Tax planning refers to the use of perfectly legitimate tax mitigation strategies to minimise the erosion of your wealth.
The UK taxation system is notorious for its complexity, with a variety of levies payable on income, capital gains and inheritance at different levels and at different times for different people. Having the help of a professional adviser can make all the difference to your personal wealth.
It is essential to take a knowledgeable and structured approach to your tax affairs by ensuring that your investments and all your financial affairs are optimised for tax-efficiency. There are, a number of tax-efficient investment strategies that your wealth manager will be able to suggest in order to limit your tax bill.
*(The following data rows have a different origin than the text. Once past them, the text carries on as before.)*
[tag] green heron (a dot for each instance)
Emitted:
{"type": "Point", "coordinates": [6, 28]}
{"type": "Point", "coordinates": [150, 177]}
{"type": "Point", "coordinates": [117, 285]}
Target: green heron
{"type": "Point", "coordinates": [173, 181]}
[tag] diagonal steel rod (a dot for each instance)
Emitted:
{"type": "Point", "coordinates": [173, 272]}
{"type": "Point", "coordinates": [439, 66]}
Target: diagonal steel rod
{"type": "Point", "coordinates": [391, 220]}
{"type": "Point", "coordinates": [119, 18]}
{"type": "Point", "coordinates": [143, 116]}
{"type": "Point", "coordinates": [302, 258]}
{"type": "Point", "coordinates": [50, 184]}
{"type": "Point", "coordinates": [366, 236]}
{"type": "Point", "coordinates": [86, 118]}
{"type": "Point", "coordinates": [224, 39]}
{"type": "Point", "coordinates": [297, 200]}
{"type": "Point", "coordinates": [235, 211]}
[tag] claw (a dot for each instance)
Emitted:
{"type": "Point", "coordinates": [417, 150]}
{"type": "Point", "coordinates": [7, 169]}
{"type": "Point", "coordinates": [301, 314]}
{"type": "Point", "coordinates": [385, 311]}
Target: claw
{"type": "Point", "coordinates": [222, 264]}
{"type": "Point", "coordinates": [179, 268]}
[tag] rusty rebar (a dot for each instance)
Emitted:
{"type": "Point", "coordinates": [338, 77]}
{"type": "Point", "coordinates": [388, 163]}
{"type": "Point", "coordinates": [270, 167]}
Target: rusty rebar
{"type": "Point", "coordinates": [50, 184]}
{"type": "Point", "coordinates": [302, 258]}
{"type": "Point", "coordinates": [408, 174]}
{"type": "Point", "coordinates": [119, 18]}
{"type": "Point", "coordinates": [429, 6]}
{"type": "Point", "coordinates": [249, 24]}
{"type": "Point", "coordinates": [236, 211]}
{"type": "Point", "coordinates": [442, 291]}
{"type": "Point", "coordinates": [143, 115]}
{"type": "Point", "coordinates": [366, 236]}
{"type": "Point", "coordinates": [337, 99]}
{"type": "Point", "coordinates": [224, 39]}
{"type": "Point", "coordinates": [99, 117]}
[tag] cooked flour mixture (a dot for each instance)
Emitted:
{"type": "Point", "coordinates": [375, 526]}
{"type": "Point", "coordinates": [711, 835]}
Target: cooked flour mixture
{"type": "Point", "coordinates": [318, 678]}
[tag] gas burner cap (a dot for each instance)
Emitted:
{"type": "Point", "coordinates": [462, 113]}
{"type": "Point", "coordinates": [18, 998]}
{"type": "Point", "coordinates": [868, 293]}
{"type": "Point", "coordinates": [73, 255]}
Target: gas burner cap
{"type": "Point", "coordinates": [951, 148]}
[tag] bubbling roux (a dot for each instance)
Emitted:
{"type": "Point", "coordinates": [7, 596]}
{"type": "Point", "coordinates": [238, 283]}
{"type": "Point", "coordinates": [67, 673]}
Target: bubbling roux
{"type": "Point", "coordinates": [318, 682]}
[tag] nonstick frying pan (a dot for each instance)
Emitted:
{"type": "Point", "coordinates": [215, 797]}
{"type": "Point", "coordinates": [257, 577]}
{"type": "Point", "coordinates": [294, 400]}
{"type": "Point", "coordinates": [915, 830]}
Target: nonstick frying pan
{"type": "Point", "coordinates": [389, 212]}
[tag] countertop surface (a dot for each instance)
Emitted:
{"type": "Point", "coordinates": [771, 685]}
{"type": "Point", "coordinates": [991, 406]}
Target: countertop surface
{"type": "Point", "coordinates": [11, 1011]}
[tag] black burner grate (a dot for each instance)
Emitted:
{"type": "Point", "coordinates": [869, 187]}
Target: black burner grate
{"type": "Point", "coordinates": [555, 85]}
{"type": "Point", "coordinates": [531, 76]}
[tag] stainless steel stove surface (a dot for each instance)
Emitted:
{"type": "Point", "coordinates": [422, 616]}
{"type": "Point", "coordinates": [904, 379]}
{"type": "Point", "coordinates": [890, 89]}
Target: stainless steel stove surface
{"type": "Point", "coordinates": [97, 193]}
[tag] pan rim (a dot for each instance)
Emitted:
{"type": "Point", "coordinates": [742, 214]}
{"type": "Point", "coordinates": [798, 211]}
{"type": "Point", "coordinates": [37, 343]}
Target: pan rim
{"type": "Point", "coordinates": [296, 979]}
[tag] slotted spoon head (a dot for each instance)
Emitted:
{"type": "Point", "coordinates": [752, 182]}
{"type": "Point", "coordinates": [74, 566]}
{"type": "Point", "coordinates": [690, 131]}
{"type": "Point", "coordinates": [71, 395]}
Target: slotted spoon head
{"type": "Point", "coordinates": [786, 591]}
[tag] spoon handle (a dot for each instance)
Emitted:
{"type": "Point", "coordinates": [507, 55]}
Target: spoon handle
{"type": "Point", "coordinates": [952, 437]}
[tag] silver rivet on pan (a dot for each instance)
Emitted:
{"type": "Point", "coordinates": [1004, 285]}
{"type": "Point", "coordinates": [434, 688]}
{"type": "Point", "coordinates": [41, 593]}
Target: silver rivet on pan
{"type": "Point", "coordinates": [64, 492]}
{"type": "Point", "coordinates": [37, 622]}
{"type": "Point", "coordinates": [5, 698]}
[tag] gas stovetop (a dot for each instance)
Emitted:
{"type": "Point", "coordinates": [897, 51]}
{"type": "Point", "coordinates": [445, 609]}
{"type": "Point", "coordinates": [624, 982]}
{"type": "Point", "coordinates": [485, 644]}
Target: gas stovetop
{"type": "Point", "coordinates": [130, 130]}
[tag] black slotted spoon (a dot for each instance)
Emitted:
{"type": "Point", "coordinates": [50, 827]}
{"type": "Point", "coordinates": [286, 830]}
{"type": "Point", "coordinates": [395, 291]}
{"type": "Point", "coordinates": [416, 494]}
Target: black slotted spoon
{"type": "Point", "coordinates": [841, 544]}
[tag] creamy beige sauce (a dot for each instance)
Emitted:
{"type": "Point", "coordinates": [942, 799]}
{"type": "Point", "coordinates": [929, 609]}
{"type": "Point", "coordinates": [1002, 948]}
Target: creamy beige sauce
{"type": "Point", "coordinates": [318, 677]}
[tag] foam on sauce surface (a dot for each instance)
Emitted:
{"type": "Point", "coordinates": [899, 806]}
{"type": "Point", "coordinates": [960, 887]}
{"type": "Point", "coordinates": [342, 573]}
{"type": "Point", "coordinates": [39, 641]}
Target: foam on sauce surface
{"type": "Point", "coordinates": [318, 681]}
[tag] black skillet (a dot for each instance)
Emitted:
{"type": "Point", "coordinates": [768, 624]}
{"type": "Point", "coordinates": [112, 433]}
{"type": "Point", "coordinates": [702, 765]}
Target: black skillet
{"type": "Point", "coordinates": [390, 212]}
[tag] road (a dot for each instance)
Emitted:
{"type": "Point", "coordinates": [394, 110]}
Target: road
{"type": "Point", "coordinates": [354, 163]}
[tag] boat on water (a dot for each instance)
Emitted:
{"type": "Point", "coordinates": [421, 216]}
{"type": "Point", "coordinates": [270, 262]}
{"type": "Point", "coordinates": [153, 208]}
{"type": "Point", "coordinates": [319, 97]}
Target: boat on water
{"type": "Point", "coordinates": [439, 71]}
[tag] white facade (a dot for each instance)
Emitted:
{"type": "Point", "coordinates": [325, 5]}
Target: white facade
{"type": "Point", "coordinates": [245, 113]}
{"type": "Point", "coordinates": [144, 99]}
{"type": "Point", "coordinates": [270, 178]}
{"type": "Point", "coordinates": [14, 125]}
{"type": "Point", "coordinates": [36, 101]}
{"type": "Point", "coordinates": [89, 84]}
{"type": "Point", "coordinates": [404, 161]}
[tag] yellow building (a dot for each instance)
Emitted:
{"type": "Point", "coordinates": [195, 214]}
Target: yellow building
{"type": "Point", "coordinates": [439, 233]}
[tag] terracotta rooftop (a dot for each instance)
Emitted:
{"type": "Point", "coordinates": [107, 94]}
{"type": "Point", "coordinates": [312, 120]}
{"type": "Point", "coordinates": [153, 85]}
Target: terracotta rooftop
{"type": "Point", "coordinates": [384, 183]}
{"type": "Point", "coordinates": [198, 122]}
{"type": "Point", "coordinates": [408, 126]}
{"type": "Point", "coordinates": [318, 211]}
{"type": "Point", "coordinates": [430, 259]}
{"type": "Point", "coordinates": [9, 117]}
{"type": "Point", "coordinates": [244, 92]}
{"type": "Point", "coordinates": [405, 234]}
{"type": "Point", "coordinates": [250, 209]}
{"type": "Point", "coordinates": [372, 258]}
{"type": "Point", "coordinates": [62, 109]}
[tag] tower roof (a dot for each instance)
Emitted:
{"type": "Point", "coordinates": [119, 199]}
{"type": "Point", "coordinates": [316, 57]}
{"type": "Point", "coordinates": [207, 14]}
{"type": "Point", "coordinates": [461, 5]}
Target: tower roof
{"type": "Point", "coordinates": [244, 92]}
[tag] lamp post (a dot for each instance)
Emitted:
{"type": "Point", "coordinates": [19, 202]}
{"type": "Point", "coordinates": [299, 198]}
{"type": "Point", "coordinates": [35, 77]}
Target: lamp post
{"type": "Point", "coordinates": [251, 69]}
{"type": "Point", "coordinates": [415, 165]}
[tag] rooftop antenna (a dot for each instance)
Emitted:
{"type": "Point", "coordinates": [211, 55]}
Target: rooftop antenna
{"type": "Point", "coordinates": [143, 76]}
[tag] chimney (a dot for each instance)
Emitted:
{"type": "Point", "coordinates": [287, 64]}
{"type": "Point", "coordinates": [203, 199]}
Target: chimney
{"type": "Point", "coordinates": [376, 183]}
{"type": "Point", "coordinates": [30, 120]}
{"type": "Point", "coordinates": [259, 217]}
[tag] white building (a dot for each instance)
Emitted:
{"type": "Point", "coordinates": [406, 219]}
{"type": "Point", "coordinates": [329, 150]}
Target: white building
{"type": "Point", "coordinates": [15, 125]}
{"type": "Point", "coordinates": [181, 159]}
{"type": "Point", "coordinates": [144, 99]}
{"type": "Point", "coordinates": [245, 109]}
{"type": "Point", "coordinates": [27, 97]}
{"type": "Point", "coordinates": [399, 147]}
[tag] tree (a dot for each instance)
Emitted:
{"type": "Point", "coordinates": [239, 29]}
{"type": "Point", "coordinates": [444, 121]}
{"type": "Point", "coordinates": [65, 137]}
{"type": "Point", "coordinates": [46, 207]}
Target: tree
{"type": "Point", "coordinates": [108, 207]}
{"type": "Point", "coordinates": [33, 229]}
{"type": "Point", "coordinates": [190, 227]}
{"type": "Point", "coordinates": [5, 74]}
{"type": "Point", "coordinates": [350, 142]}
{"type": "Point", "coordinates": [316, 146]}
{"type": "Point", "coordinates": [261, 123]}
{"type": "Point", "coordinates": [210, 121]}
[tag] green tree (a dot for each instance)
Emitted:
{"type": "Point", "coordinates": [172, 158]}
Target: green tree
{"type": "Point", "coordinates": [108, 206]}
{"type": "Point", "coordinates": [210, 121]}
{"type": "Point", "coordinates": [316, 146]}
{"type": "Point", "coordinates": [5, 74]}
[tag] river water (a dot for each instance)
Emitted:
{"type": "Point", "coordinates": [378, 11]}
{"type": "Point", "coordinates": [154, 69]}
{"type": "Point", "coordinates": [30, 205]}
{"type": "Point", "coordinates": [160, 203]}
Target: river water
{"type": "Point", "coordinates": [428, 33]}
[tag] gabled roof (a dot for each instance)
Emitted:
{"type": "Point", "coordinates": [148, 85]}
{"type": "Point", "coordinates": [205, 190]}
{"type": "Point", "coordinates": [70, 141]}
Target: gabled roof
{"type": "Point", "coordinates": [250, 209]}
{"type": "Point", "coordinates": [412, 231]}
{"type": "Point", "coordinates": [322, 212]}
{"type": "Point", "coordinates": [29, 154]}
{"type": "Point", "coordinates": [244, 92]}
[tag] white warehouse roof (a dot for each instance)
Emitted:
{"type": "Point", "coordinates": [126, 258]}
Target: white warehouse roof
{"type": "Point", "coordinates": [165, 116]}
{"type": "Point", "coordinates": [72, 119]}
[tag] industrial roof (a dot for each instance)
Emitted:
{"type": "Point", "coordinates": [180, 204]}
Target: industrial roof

Estate planning includes a variety of elements, many of which can blur the lines between financial and legal services. Estate planning is far from the preserve of the super-wealthy and those of even fairly modest affluence should explore what a wealth manager could do to preserve as much of their assets for their family as possible. Ways of mitigating inheritance tax could include tax-efficient investments, or even deploying what is known as the “seven year gifting rule”. But estate planning decisions are rarely simple: passing on your wealth needs to be carefully thought out. People are now living longer than ever. You have to consider maintaining your lifestyle over a retirement which could perhaps last for several decades. Moreover, many could eventually find themselves having to meet residential care costs amounting to upwards of £20,000 a year. Your wealth manager will help you take an objective look at all your options before designing a strategy precisely aligned with your financial needs.